Hors saison, à Belle-Ile, vous aurez peut-être la surprise d’entendre d’étonnantes discussions : ici, ce sont deux dames qui, à la poissonnerie, échangent sur les difficultés rythmiques du Sanctus de la Messe Nelson de Haydn ; là, ce sont deux enfants dont les conciliabules, devant la boulangerie, évoquent moins le mérite comparé des crocodiles et des carambars, que les démêlés tragiques de Tosca et Scarpia. Telle n’est pas la moindre réussite du Festival Lyrique-en-mer, qui depuis vingt ans, fédère les iliens autour d’un projet lyrique d’envergure. Bénévoles et amateurs se révèlent les rouages indispensables permettant la création de 26 opéras et 73 concerts de musique sacrée en deux décennies. Autre charme propre aux festivals d’été, le public des soirées mêle complaisamment îliens et intelligentsia parisienne en vacances. Tous célèbrent ce soir le destin déchirant de Tosca dans une mise en scène sobre mais efficace de Stephanie Havey qui utilise fort intelligemment les trois courtes semaines de répétition tout comme la faible ouverture de scène dont elle dispose. Quelques éléments de décors mobiles campent l’église puis les créneaux du château Saint-Ange et sa geôle tandis qu’un grand crucifix s’abat un peu plus à chaque acte, à l’image des espoirs de Tosca. Des aspirations piétinées comme cette croix qui lui sert de rampe pour le saut final.
© Lauren Pasche
L’harmonie en doré et noir qui unifie costumes et décor est d’une élégante sobriété. Elle est réveillée par des touches de rouge comme ces simples rubans appliqués sur des costumes de ville qui créent une mystérieuse hiérarchie militaire et résonnent du sang des victimes du tyran romain. Scarpia, justement, est superbement incarné par Tyler Simpson, un pilier du festival. Fort d’une projection percussive, d’une excellente diction, il s’enorgueillit surtout d’une belle prestance à la dureté retenue, au sourire glaçant. Face à lui s’épanouit la formidable Tosca de Natalya Romaniw, à la présence déchirante d’une grande justesse, à la voix longue dotée un beau legato, de médiums et graves soyeux, d’aigus larges, puissants et solaires. Elle confirmera cette convaincante prise de rôle à l’Opéra National d’Ecosse la saison prochaine. On aurait aimé l’entendre dans Tatyana ou Jenůfa, deux rôles qu’elle a récemment interprétés outre-Manche. Son amoureux de théâtre, Adorján Pataki, appelle un jugement plus nuancé. Si le timbre est glorieux et les médiums fermement campés, les aigus, en revanche, décrochent trop souvent. John Paul Huckle propose un Angelotti convaincant, à la voix charnue, que l’on souhaiterait entendre plus longuement ; Christian Bowers incarne un sacristain enjoué à la projection très naturelle. Le chœur d’enfants du festival ainsi que les jeunes artistes en formation complètent avantageusement la distribution.
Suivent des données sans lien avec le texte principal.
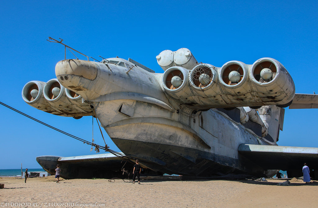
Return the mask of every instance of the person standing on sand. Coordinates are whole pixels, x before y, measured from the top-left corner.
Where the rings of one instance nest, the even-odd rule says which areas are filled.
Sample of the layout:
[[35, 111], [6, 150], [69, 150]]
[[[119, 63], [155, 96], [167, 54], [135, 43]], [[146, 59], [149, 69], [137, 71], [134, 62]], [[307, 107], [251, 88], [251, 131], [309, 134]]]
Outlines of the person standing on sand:
[[136, 160], [136, 164], [134, 166], [134, 176], [133, 177], [133, 184], [135, 184], [135, 179], [136, 176], [138, 178], [138, 184], [140, 184], [140, 172], [141, 172], [141, 166], [139, 164], [139, 160]]
[[59, 183], [59, 175], [61, 173], [61, 169], [59, 168], [59, 165], [57, 165], [56, 167], [57, 168], [55, 169], [55, 171], [56, 171], [55, 172], [55, 178], [57, 179], [56, 183]]
[[276, 174], [276, 177], [277, 178], [281, 178], [281, 176], [283, 174], [279, 172], [279, 171], [277, 171], [277, 173]]
[[310, 176], [309, 174], [310, 171], [309, 168], [306, 163], [304, 164], [304, 167], [302, 167], [302, 172], [304, 173], [304, 182], [307, 184], [310, 181]]
[[24, 172], [24, 177], [25, 178], [25, 179], [24, 180], [24, 183], [26, 183], [26, 178], [28, 177], [29, 176], [29, 174], [28, 174], [28, 169], [27, 168], [25, 169], [25, 172]]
La réduction d’orchestre réalisée par Philip Walsh fait la part belle aux instruments à vents – clarinette et basson tout particulièrement – qui souffrent moins que les cordes, éprouvées en cette soirée caniculaire. L’effectif – regroupant une quinzaine d’instrumentistes – n’en demeure pas moins efficace. La direction engagée du chef britannique permet une intensité dramatique intacte, une précieuse utilisation des couleurs, des nuances, enrichies d’un travail de chambriste remarquable pour les musiciens souvent seuls à assurer leur pupitre. L’équipe de bénévoles – très investie – a grand mérite de créer ainsi des œuvres du grand répertoire dans ce paradis bellilois ! Comme souvent dans les festivals bretons, la proximité des spectateurs avec la scène est porteuse d’une émotion toute particulière dont les estivants auraient tort de se priver.